Mahi Sall, Advisor, Fintech-Bank Partnerships, Payments and Financial Inclusivity
January 25th, 2023
Forbes | Michael del Castillo | Feb 4, 2019
It’s a balmy 80 degrees on a mid-December day in Singapore, and something is puzzling Allen Day, a 41-year-old data scientist. Using the tools he has developed at Google, he can see a mysterious concerted usage of artificial intelligence on the blockchain for Ethereum.
Ether is the world’s third-largest cryptocurrency (after bitcoin and XRP), and it still sports a market cap of some $11 billion despite losing 83% of its value in 2018.
Peering into its blockchain—the distributed database of transactions underpinning the cryptocurrency—Day detects a “whole bunch” of “autonomous agents” moving funds around “in an automated fashion.”
While he doesn’t yet know who has created the AI, he suspects they could be the agents of cryptocurrency exchanges trading among themselves in order to artificially inflate ether’s price.
“It’s not really just single agents doing things on their own,” Day says from Google’s Asia-Pacific headquarters. “They’re forming with other agents to have some larger group effect.”

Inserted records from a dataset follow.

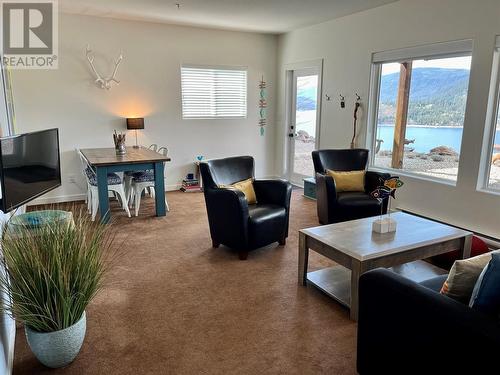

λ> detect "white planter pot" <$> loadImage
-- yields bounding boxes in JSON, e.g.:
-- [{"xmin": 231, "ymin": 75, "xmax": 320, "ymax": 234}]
[{"xmin": 24, "ymin": 312, "xmax": 87, "ymax": 368}]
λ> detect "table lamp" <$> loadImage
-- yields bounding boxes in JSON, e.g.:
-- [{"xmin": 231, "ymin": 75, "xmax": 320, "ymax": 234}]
[{"xmin": 127, "ymin": 117, "xmax": 144, "ymax": 148}]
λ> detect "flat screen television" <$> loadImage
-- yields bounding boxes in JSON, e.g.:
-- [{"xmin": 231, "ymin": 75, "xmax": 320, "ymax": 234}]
[{"xmin": 0, "ymin": 129, "xmax": 61, "ymax": 212}]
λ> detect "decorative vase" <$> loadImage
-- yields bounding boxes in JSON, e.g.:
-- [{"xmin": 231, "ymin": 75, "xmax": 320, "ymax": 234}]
[
  {"xmin": 24, "ymin": 312, "xmax": 87, "ymax": 368},
  {"xmin": 116, "ymin": 143, "xmax": 127, "ymax": 155}
]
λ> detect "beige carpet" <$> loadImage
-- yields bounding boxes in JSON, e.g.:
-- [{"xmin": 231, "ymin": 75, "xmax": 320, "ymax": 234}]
[{"xmin": 14, "ymin": 190, "xmax": 356, "ymax": 375}]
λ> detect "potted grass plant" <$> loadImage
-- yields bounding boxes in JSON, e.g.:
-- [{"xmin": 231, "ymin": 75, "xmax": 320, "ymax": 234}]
[{"xmin": 0, "ymin": 214, "xmax": 113, "ymax": 368}]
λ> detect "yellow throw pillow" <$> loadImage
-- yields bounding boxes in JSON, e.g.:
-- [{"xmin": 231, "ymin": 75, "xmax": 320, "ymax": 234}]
[
  {"xmin": 220, "ymin": 178, "xmax": 257, "ymax": 204},
  {"xmin": 326, "ymin": 169, "xmax": 366, "ymax": 192},
  {"xmin": 441, "ymin": 250, "xmax": 500, "ymax": 304}
]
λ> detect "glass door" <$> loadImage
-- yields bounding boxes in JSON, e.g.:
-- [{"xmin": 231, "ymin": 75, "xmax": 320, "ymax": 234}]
[{"xmin": 288, "ymin": 68, "xmax": 321, "ymax": 185}]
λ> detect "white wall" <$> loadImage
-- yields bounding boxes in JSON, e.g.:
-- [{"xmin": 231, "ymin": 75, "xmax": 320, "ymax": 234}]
[
  {"xmin": 276, "ymin": 0, "xmax": 500, "ymax": 237},
  {"xmin": 13, "ymin": 14, "xmax": 277, "ymax": 200}
]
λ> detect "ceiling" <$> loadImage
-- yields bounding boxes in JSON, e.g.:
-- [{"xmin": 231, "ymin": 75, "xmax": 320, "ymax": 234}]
[{"xmin": 59, "ymin": 0, "xmax": 397, "ymax": 34}]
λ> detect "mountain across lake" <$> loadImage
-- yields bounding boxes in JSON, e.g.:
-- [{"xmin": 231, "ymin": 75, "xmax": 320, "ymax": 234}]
[
  {"xmin": 297, "ymin": 68, "xmax": 476, "ymax": 126},
  {"xmin": 378, "ymin": 68, "xmax": 470, "ymax": 126}
]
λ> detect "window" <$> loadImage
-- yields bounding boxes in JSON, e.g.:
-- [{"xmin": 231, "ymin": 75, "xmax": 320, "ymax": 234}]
[
  {"xmin": 181, "ymin": 66, "xmax": 247, "ymax": 119},
  {"xmin": 482, "ymin": 36, "xmax": 500, "ymax": 191},
  {"xmin": 371, "ymin": 41, "xmax": 472, "ymax": 182}
]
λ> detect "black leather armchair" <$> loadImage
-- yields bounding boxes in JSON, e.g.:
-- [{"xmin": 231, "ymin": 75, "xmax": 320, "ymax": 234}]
[
  {"xmin": 200, "ymin": 156, "xmax": 292, "ymax": 259},
  {"xmin": 312, "ymin": 149, "xmax": 390, "ymax": 224},
  {"xmin": 357, "ymin": 269, "xmax": 500, "ymax": 375}
]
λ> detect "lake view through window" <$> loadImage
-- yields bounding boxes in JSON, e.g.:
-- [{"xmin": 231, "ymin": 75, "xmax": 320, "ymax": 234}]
[{"xmin": 374, "ymin": 56, "xmax": 471, "ymax": 181}]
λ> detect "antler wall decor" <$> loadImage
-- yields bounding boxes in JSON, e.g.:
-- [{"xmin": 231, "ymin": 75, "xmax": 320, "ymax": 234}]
[{"xmin": 85, "ymin": 44, "xmax": 123, "ymax": 90}]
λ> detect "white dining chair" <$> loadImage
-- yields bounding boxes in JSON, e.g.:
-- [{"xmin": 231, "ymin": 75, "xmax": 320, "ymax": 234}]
[
  {"xmin": 130, "ymin": 147, "xmax": 170, "ymax": 216},
  {"xmin": 123, "ymin": 143, "xmax": 158, "ymax": 203},
  {"xmin": 77, "ymin": 150, "xmax": 130, "ymax": 221}
]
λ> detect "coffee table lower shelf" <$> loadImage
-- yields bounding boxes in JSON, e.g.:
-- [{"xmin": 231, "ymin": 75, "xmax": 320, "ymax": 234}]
[{"xmin": 307, "ymin": 260, "xmax": 447, "ymax": 308}]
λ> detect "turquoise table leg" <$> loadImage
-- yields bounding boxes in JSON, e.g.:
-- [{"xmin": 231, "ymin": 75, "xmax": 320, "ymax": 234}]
[
  {"xmin": 155, "ymin": 162, "xmax": 165, "ymax": 216},
  {"xmin": 96, "ymin": 167, "xmax": 109, "ymax": 223}
]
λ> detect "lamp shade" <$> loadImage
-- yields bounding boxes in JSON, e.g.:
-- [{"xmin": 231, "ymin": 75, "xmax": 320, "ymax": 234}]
[{"xmin": 127, "ymin": 117, "xmax": 144, "ymax": 130}]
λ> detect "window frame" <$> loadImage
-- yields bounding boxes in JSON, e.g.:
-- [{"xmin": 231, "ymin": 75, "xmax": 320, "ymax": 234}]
[
  {"xmin": 476, "ymin": 35, "xmax": 500, "ymax": 195},
  {"xmin": 365, "ymin": 39, "xmax": 474, "ymax": 186},
  {"xmin": 180, "ymin": 64, "xmax": 248, "ymax": 120}
]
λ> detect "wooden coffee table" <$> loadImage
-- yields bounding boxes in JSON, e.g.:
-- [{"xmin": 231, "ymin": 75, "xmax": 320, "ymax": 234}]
[{"xmin": 299, "ymin": 212, "xmax": 472, "ymax": 320}]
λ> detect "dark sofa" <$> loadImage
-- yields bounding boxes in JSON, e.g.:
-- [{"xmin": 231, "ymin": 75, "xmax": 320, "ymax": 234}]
[{"xmin": 357, "ymin": 269, "xmax": 500, "ymax": 375}]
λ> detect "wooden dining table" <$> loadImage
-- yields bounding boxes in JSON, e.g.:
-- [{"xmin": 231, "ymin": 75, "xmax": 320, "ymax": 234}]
[{"xmin": 80, "ymin": 147, "xmax": 171, "ymax": 223}]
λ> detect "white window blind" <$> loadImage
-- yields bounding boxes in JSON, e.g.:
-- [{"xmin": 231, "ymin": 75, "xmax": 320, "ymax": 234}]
[{"xmin": 181, "ymin": 66, "xmax": 247, "ymax": 119}]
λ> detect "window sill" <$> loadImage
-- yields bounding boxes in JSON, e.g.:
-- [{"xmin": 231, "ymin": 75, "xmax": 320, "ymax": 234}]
[
  {"xmin": 476, "ymin": 187, "xmax": 500, "ymax": 196},
  {"xmin": 368, "ymin": 165, "xmax": 458, "ymax": 187}
]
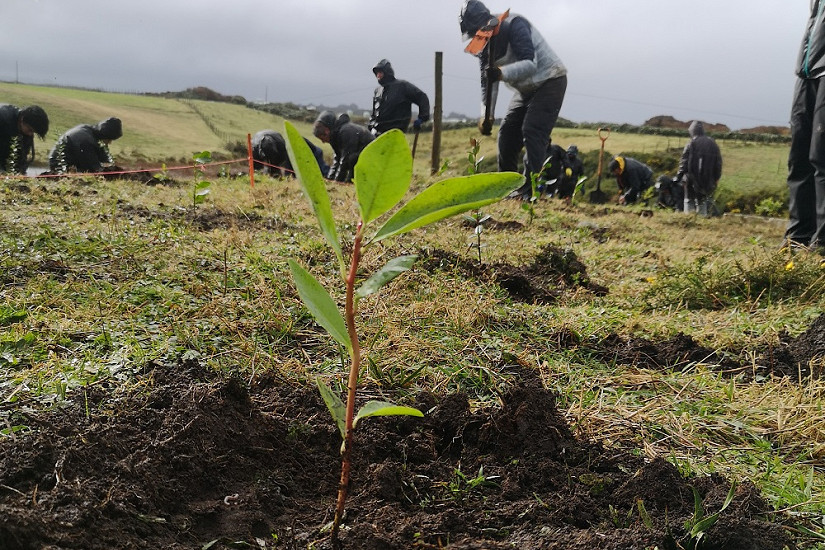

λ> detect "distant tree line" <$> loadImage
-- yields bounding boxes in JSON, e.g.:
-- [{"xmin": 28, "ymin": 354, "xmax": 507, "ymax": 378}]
[{"xmin": 144, "ymin": 86, "xmax": 791, "ymax": 143}]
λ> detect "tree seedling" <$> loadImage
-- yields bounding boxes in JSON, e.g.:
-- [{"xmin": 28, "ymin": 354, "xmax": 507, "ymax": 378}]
[
  {"xmin": 284, "ymin": 122, "xmax": 522, "ymax": 546},
  {"xmin": 192, "ymin": 151, "xmax": 212, "ymax": 210},
  {"xmin": 521, "ymin": 157, "xmax": 553, "ymax": 224},
  {"xmin": 464, "ymin": 138, "xmax": 490, "ymax": 265}
]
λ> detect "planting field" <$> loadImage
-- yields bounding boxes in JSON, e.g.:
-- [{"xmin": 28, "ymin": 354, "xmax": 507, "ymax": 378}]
[{"xmin": 0, "ymin": 84, "xmax": 825, "ymax": 550}]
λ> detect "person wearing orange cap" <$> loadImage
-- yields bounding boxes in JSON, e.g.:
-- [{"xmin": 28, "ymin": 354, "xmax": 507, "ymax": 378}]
[{"xmin": 459, "ymin": 0, "xmax": 567, "ymax": 197}]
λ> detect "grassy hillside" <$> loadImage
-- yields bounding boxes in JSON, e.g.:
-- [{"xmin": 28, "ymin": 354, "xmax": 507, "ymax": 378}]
[
  {"xmin": 0, "ymin": 90, "xmax": 825, "ymax": 548},
  {"xmin": 0, "ymin": 83, "xmax": 788, "ymax": 212}
]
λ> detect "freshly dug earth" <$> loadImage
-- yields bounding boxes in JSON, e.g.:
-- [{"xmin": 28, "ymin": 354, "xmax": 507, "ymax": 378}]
[
  {"xmin": 0, "ymin": 362, "xmax": 792, "ymax": 550},
  {"xmin": 420, "ymin": 245, "xmax": 608, "ymax": 304}
]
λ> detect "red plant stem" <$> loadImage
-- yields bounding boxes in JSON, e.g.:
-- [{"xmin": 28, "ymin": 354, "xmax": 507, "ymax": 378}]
[{"xmin": 332, "ymin": 221, "xmax": 364, "ymax": 543}]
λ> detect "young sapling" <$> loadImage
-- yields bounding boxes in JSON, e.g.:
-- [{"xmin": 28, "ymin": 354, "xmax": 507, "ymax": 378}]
[{"xmin": 284, "ymin": 122, "xmax": 523, "ymax": 545}]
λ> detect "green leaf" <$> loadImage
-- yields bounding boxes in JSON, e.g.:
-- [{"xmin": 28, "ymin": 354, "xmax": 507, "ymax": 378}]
[
  {"xmin": 289, "ymin": 259, "xmax": 352, "ymax": 354},
  {"xmin": 0, "ymin": 306, "xmax": 28, "ymax": 326},
  {"xmin": 192, "ymin": 151, "xmax": 212, "ymax": 164},
  {"xmin": 284, "ymin": 121, "xmax": 346, "ymax": 273},
  {"xmin": 371, "ymin": 172, "xmax": 524, "ymax": 242},
  {"xmin": 315, "ymin": 378, "xmax": 347, "ymax": 439},
  {"xmin": 352, "ymin": 401, "xmax": 424, "ymax": 429},
  {"xmin": 353, "ymin": 129, "xmax": 412, "ymax": 224},
  {"xmin": 355, "ymin": 254, "xmax": 418, "ymax": 298}
]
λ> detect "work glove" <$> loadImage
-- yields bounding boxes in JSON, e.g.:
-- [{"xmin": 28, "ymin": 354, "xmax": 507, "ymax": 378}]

Day’s official title is senior developer advocate for Google Cloud, but he describes his role as “customer zero” for the company’s cloud computing efforts. As such it’s his job to anticipate demand before a product even exists, and he thinks making the blockchain more accessible is the next big thing. Just as Google enabled (and ultimately profited) from making the internet more usable 20 years ago, its next billions may come from shining a bright light on blockchains. If Day is successful, the world will know whether blockchain’s real usage is living up to its hype.

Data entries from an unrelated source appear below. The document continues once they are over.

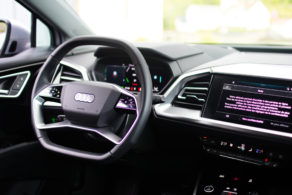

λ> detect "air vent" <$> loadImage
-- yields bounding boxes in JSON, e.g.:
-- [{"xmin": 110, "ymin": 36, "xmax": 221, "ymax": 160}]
[
  {"xmin": 52, "ymin": 64, "xmax": 84, "ymax": 84},
  {"xmin": 173, "ymin": 75, "xmax": 211, "ymax": 110}
]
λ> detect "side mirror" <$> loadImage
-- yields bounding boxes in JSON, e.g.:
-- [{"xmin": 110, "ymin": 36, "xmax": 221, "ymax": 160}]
[{"xmin": 0, "ymin": 19, "xmax": 30, "ymax": 57}]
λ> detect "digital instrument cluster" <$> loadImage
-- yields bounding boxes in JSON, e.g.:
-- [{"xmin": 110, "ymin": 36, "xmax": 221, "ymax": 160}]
[{"xmin": 104, "ymin": 64, "xmax": 168, "ymax": 93}]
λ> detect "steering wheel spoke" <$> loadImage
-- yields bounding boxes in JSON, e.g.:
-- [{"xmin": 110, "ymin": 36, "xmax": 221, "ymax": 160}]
[
  {"xmin": 31, "ymin": 36, "xmax": 152, "ymax": 160},
  {"xmin": 37, "ymin": 120, "xmax": 122, "ymax": 145}
]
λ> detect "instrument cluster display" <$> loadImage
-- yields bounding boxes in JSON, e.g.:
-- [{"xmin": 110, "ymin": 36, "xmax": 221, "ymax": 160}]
[{"xmin": 104, "ymin": 64, "xmax": 168, "ymax": 93}]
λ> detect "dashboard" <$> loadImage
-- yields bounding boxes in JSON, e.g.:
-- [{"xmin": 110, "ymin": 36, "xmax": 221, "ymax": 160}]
[
  {"xmin": 104, "ymin": 64, "xmax": 171, "ymax": 93},
  {"xmin": 1, "ymin": 44, "xmax": 292, "ymax": 166}
]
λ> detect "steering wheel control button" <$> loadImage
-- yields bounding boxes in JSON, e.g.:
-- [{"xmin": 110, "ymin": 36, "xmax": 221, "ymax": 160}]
[
  {"xmin": 49, "ymin": 87, "xmax": 61, "ymax": 98},
  {"xmin": 204, "ymin": 185, "xmax": 215, "ymax": 194},
  {"xmin": 221, "ymin": 191, "xmax": 237, "ymax": 195},
  {"xmin": 12, "ymin": 74, "xmax": 27, "ymax": 90},
  {"xmin": 116, "ymin": 95, "xmax": 136, "ymax": 111}
]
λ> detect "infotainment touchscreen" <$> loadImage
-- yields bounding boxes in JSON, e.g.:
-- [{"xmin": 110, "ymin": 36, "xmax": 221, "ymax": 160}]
[{"xmin": 203, "ymin": 75, "xmax": 292, "ymax": 131}]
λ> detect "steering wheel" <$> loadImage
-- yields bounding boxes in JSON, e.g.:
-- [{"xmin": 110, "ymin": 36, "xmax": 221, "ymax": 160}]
[{"xmin": 31, "ymin": 36, "xmax": 152, "ymax": 161}]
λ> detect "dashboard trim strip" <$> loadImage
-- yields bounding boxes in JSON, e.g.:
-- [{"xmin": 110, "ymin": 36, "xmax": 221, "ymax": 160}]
[{"xmin": 154, "ymin": 63, "xmax": 292, "ymax": 139}]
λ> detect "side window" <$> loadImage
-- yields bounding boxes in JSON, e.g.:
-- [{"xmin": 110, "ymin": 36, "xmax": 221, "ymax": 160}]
[
  {"xmin": 0, "ymin": 0, "xmax": 52, "ymax": 57},
  {"xmin": 0, "ymin": 0, "xmax": 31, "ymax": 33},
  {"xmin": 36, "ymin": 19, "xmax": 51, "ymax": 47}
]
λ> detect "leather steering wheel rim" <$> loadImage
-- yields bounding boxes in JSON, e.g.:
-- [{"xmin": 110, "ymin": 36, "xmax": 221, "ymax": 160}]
[{"xmin": 31, "ymin": 36, "xmax": 152, "ymax": 161}]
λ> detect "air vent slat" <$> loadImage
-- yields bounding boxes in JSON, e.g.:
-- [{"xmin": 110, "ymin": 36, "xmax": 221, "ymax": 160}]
[{"xmin": 173, "ymin": 75, "xmax": 211, "ymax": 110}]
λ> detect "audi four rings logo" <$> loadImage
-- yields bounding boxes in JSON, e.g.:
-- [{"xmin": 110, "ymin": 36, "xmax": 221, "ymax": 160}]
[{"xmin": 74, "ymin": 93, "xmax": 94, "ymax": 103}]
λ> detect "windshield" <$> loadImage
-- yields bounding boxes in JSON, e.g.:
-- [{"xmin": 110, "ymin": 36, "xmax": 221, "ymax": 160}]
[{"xmin": 66, "ymin": 0, "xmax": 292, "ymax": 45}]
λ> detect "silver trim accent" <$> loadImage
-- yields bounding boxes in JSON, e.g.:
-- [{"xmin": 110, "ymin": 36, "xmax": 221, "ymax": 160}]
[
  {"xmin": 51, "ymin": 60, "xmax": 89, "ymax": 84},
  {"xmin": 0, "ymin": 89, "xmax": 9, "ymax": 95},
  {"xmin": 32, "ymin": 83, "xmax": 139, "ymax": 147},
  {"xmin": 154, "ymin": 63, "xmax": 292, "ymax": 139},
  {"xmin": 43, "ymin": 101, "xmax": 62, "ymax": 108},
  {"xmin": 0, "ymin": 71, "xmax": 30, "ymax": 98}
]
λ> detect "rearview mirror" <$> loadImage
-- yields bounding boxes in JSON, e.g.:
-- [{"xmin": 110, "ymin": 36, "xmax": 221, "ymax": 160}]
[{"xmin": 0, "ymin": 19, "xmax": 30, "ymax": 57}]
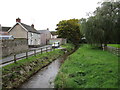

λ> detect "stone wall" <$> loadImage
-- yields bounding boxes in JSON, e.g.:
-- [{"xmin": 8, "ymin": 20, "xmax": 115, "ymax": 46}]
[
  {"xmin": 49, "ymin": 38, "xmax": 66, "ymax": 45},
  {"xmin": 1, "ymin": 39, "xmax": 28, "ymax": 57}
]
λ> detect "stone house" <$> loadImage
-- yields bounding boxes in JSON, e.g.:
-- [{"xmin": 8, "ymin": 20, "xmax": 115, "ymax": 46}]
[
  {"xmin": 8, "ymin": 18, "xmax": 41, "ymax": 46},
  {"xmin": 38, "ymin": 28, "xmax": 51, "ymax": 46}
]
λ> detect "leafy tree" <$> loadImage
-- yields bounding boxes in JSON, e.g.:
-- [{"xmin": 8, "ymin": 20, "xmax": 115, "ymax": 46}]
[
  {"xmin": 56, "ymin": 19, "xmax": 81, "ymax": 46},
  {"xmin": 81, "ymin": 2, "xmax": 120, "ymax": 46}
]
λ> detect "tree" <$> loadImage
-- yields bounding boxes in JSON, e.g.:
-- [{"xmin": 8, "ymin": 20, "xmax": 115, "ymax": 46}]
[
  {"xmin": 81, "ymin": 2, "xmax": 120, "ymax": 46},
  {"xmin": 56, "ymin": 19, "xmax": 81, "ymax": 46}
]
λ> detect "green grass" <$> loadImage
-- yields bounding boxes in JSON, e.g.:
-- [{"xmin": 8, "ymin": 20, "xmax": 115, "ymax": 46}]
[
  {"xmin": 61, "ymin": 43, "xmax": 74, "ymax": 51},
  {"xmin": 107, "ymin": 44, "xmax": 120, "ymax": 48},
  {"xmin": 0, "ymin": 49, "xmax": 64, "ymax": 90},
  {"xmin": 55, "ymin": 45, "xmax": 120, "ymax": 88}
]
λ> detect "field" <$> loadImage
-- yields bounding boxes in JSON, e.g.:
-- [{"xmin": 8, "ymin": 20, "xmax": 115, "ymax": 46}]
[
  {"xmin": 55, "ymin": 45, "xmax": 120, "ymax": 88},
  {"xmin": 108, "ymin": 44, "xmax": 120, "ymax": 48}
]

Last year Day and a small team of open-source developers quietly began loading data for the entire Bitcoin and Ethereum blockchains into Google’s big-data analytics platform, BigQuery. Then, with the help of lead developer Evgeny Medvedev, he created a suite of sophisticated software to search the data.

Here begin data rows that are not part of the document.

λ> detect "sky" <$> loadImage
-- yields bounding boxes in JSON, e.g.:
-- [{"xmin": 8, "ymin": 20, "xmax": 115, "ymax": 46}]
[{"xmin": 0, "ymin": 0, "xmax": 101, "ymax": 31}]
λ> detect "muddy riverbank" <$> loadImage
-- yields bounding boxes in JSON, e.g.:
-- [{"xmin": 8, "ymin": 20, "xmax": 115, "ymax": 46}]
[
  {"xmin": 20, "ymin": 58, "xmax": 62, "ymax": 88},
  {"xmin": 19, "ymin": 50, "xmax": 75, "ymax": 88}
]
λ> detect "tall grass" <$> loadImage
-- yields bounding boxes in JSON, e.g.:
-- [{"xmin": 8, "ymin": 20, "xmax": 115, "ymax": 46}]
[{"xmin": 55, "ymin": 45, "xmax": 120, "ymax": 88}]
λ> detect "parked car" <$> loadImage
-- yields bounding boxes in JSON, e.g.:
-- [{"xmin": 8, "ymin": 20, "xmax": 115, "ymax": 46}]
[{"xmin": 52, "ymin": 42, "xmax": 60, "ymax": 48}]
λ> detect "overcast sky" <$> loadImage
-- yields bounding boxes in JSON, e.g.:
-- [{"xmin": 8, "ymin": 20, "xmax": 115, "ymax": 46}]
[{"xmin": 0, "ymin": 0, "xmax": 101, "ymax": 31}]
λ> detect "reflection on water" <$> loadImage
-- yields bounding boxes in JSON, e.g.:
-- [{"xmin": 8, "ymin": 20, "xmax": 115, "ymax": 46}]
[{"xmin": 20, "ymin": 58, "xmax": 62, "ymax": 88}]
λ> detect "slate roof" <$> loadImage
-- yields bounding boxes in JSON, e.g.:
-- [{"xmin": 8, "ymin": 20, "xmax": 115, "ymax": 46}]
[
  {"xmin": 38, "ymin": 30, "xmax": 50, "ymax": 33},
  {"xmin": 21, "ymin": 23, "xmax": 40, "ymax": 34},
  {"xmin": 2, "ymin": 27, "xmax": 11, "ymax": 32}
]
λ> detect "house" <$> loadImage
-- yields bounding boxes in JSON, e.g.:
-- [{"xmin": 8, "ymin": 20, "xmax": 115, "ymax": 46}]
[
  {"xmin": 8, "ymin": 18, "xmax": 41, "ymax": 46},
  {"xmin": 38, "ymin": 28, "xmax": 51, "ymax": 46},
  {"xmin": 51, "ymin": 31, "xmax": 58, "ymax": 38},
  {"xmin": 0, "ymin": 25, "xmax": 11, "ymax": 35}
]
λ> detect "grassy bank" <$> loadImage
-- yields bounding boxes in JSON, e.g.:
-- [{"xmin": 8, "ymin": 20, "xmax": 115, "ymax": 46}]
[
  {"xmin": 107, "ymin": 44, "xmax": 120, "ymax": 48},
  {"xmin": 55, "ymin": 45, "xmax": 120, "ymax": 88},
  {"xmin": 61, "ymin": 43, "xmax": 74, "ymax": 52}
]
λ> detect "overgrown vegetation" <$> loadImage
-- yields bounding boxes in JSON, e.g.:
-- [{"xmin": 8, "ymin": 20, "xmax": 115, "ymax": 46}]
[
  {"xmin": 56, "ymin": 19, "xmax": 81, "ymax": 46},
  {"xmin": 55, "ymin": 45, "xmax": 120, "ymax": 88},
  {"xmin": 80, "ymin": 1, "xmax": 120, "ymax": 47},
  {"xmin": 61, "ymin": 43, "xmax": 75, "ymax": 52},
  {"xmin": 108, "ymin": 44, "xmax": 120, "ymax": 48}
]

In spite of a total lack of publicity, word of the project spread quickly among crypto-minded coders. In the past year, more than 500 projects were created using the new tools, trying to do everything from predicting the price of bitcoin to analyzing wealth disparity among ether holders.
When it comes to cloud computing, Google is far behind Amazon and Microsoft. Last year Google pocketed an estimated $3 billion in revenue from cloud services. Amazon and Microsoft, meanwhile, generated about $27 billion and $10 billion, respectively.
Day is hoping that his project, known as Blockchain ETL (extract, transform, load), will help even the playing field. But even here Google is trying to catch up. Amazon entered blockchain in a big way in 2018 with a suite of tools for building and managing distributed ledgers. Microsoft got into the space in 2015, when it released tools for Ethereum’s blockchain. It now hosts a range of services as part of its Azure Blockchain Workbench. But while Amazon and Microsoft are focusing on making it easier to build blockchain apps, Day is focusing on exposing how blockchains are actually being used, and by whom.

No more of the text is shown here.